Perkins’ intent was to create an interactive destination “and it would be kind of odd and there would be a lot to look at and think about and not really know what you think about it.”
Part of Perkins’ back story, and therefore the museum’s back story, is she likes weird roadside attractions along Route 66 and elsewhere (she can tell you “wow” stories about the Glore Psychiatric Museum in Saint Joseph, Missouri). ROMP isn’t on Route 66, but it’s an easy detour, and folks from all over have popped in to explore.
Warning: This isn’t your typical stop-stand-stare museum. Perkins said those museums are fine. She likes to visit them sometimes.
“But that’s not what this is about,” she said. “This is about creating an experience for people.”
Almost every step of the one-room museum has a different to-do station.
Ever play poker poetry? It’s a real thing.
Just beyond the poker table, visitors are challenged to take an item out of their pocket and write a short poem about the item. There are lines about Junior Mints and foreign currency and a tax-exemption card.
Peggy the Personification Pig is a traveling display item. Take the plastic pig with you somewhere, have her do something human-like and post a photograph.
There’s a cat metaphor corner of the museum, because cats often pop up in poetry. Another corner is the “secret corner.” There’s a solitary chair in the secret corner.
“You have just got to sit there and decide what it’s about,” Perkins said. “There are a lot of things to look at and consider back there.”
String together words starting with the same first letter at the alliteration altar.
Or write a poem inspired by a Craigslist advertisement.
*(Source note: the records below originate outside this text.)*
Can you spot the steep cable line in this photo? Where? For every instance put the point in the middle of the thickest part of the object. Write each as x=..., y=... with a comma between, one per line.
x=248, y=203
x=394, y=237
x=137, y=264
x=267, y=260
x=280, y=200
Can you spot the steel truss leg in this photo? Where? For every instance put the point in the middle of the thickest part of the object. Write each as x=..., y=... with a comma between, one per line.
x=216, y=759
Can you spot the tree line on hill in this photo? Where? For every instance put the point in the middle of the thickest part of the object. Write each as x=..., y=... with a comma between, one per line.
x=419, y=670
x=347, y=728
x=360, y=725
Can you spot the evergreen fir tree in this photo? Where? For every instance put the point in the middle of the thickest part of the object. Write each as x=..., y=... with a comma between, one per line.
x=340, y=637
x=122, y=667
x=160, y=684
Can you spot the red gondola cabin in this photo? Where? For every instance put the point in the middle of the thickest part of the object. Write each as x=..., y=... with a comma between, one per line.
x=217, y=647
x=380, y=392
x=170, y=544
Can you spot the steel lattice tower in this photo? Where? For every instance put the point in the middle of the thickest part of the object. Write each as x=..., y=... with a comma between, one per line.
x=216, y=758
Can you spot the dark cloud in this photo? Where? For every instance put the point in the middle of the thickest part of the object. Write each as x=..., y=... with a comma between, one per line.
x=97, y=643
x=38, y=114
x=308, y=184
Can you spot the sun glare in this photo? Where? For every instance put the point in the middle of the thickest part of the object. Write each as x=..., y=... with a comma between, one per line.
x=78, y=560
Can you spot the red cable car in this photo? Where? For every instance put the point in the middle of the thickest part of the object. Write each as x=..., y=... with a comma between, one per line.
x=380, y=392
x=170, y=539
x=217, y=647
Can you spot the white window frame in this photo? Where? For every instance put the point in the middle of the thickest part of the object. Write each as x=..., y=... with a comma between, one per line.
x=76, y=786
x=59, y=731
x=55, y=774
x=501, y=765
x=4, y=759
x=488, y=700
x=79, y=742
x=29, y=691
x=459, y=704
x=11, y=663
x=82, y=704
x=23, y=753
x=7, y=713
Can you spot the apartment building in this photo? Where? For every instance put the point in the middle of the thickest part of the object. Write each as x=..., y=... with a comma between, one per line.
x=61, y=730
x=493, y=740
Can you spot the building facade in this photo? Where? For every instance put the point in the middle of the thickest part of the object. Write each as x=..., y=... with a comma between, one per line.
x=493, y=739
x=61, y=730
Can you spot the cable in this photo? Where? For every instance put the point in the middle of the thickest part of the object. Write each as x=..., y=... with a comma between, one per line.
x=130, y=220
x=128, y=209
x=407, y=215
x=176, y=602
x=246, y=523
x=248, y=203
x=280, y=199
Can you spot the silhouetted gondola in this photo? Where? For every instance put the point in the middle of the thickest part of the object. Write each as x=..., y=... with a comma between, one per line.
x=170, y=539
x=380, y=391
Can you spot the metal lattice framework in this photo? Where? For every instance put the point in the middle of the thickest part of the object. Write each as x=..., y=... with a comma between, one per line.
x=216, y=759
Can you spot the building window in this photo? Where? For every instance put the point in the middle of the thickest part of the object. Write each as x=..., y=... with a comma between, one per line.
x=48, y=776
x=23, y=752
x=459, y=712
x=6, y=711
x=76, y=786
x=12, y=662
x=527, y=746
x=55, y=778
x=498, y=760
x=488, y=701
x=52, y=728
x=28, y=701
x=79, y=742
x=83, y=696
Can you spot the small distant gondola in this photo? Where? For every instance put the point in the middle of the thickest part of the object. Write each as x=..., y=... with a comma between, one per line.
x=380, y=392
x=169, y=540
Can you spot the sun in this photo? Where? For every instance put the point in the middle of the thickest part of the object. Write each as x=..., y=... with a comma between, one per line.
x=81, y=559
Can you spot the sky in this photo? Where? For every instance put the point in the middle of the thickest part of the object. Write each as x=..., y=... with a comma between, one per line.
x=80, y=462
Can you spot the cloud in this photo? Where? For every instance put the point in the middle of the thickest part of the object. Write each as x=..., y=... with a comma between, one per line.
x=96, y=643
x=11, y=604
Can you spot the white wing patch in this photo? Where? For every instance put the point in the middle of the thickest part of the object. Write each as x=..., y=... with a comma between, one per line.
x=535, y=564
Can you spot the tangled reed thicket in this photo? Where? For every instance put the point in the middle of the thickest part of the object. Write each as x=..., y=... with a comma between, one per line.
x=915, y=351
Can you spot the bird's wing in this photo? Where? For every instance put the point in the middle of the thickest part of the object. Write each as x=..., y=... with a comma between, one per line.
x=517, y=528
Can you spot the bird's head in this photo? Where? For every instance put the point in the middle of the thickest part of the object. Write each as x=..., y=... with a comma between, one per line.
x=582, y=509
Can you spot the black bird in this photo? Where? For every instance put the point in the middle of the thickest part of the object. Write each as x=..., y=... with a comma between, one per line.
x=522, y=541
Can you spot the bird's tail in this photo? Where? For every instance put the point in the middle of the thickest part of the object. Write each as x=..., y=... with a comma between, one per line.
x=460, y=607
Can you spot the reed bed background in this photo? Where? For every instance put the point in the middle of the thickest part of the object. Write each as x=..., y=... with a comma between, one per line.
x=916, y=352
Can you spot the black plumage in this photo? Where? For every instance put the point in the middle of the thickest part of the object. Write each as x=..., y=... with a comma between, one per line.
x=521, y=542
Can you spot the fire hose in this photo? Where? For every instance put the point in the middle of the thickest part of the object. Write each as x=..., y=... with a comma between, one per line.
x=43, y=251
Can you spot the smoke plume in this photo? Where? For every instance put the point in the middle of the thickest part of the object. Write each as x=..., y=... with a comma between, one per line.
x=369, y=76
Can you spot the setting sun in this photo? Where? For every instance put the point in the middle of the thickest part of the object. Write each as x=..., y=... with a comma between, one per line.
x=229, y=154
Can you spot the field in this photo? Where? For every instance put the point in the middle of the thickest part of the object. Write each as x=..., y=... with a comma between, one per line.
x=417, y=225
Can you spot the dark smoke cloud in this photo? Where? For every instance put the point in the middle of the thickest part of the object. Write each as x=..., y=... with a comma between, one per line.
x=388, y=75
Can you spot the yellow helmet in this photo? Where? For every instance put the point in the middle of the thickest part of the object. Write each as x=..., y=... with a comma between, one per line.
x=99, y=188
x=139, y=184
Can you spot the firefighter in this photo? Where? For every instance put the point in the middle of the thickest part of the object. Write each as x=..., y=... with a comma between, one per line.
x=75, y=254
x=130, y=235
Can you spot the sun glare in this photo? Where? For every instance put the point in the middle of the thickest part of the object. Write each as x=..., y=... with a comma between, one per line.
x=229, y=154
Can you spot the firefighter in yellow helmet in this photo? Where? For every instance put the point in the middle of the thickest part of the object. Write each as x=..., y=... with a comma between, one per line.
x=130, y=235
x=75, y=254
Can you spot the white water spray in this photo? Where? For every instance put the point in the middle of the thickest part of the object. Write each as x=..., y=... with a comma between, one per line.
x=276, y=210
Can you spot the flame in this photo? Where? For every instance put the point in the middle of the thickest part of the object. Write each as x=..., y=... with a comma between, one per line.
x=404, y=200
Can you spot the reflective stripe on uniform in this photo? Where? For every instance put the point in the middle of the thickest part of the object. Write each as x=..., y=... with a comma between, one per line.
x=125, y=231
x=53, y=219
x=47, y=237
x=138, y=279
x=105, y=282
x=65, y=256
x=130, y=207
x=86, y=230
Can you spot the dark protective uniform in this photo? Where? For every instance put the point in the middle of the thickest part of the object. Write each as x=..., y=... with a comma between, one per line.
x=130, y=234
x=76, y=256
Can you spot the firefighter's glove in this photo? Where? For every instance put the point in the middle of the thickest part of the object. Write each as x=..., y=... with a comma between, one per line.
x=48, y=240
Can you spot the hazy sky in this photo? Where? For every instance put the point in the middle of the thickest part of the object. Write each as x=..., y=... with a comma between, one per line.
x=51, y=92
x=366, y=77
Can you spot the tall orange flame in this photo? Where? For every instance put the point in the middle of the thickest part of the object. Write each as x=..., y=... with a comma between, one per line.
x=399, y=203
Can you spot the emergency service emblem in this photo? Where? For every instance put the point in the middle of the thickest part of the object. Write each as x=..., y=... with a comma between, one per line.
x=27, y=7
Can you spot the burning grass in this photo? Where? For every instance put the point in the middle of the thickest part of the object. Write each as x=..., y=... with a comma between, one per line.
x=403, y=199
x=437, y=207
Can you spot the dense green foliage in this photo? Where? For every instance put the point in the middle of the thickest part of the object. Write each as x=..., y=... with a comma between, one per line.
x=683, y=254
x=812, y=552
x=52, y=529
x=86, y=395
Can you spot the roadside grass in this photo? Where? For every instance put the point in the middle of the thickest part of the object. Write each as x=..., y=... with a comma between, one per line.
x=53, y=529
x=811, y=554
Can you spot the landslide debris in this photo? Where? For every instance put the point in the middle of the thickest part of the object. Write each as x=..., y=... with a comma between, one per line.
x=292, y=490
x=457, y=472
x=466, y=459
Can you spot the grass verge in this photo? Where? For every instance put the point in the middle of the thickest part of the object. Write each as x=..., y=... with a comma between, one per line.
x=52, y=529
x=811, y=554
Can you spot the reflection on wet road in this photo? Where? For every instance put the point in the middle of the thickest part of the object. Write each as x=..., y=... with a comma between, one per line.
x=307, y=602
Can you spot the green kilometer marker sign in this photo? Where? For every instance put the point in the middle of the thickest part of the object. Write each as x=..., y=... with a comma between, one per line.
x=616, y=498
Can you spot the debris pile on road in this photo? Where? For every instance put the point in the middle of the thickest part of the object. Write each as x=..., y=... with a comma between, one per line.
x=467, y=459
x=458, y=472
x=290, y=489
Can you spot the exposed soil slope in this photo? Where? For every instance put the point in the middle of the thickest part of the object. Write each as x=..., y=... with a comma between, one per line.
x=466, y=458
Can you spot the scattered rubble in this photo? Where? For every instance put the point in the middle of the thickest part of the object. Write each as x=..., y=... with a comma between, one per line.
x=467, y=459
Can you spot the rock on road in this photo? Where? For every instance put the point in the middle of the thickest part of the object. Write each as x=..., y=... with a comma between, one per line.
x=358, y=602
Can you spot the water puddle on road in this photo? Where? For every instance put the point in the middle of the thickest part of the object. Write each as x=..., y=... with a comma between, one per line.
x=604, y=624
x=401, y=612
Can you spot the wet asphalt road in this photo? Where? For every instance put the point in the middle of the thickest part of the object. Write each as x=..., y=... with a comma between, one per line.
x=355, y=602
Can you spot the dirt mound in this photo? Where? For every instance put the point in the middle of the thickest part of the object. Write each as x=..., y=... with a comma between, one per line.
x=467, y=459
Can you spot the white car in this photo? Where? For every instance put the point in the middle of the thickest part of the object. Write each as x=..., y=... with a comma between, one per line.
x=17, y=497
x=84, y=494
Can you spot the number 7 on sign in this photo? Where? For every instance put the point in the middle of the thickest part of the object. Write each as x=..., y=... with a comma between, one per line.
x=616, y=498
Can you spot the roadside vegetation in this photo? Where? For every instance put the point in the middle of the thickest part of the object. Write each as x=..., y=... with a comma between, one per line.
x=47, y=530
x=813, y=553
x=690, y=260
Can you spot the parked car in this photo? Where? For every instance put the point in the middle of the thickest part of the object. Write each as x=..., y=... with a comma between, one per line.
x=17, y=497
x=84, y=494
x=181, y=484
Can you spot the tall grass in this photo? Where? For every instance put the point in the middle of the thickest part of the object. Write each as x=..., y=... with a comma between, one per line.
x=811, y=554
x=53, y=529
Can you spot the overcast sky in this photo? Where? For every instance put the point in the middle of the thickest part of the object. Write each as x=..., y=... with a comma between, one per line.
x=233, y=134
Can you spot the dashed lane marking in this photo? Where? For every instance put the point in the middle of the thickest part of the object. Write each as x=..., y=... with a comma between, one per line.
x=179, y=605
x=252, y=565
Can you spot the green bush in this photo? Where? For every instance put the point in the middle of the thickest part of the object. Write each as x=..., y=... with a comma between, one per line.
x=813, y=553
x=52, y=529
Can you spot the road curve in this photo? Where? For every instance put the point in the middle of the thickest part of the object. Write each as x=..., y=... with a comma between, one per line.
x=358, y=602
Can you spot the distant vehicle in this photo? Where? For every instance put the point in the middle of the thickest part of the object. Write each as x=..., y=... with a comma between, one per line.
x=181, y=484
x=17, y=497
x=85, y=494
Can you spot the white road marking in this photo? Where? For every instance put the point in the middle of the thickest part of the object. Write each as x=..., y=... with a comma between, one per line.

Mentions of wrought iron and chester drawers in ads led to a poem about “Rod” and “Chester.” Perkins posted ads for a glass banana and an electric chair and a $3 bath mat in which the price is inflexible, but the seller is flexible about traveling to meet the buyer somewhere.
“There’s just got to be a story in there doesn’t there?” Perkins said.
There are poetry records and poetry books and a poet phone (you may get a call from a famous poet, sort of) and postcards from all over the globe and a display of autograph books and, hey, what’s up with those doll parts?
“I just like weird dolls,” Perkins said. “They don’t really have a specific function in here, although there is a poem about a Barbie doll up there.”
Kids love an activity station where you build poems from blocks with words scrawled on them (or you can write poems on the blocks). Kids also love the treehouse outside, which can be accessed by way of a 16-step staircase. A treehouse (renovated many times) has been in that tree since Perkins’ grandfather built one there in the 1920s.
Adults might consider a stay next door at a writer’s cottage (yes, that’s a real typewriter on a desk) or a nearby poet’s retreat.
Is there a real need for a Rural Oklahoma Museum of Poetry to exist? Perkins said anybody who likes poetry — or is dragged there by someone who likes poetry — will have a good time. She’s taking a one-woman show (“Poem Life”) on the road to help spread the word about ROMP, and she’s hosting a Rompfest from 2-5 p.m. Saturday, April 4, to celebrate national poetry month.
Perkins told a story about two women from nearby towns who discovered ROMP. She looked in a window 30 minutes after they arrived and saw that they had the look of being mesmerized by their surroundings.
Perkins didn’t interrupt. She let them be and came back later for her own reward.
“This is one of the great things afterwards,” she said. “After an event, or after people have been here, I love to come here and see what they have written. You leave your notes everywhere and leave little poems on sticky notes. You can write on the walls. So that’s fun to come and see.”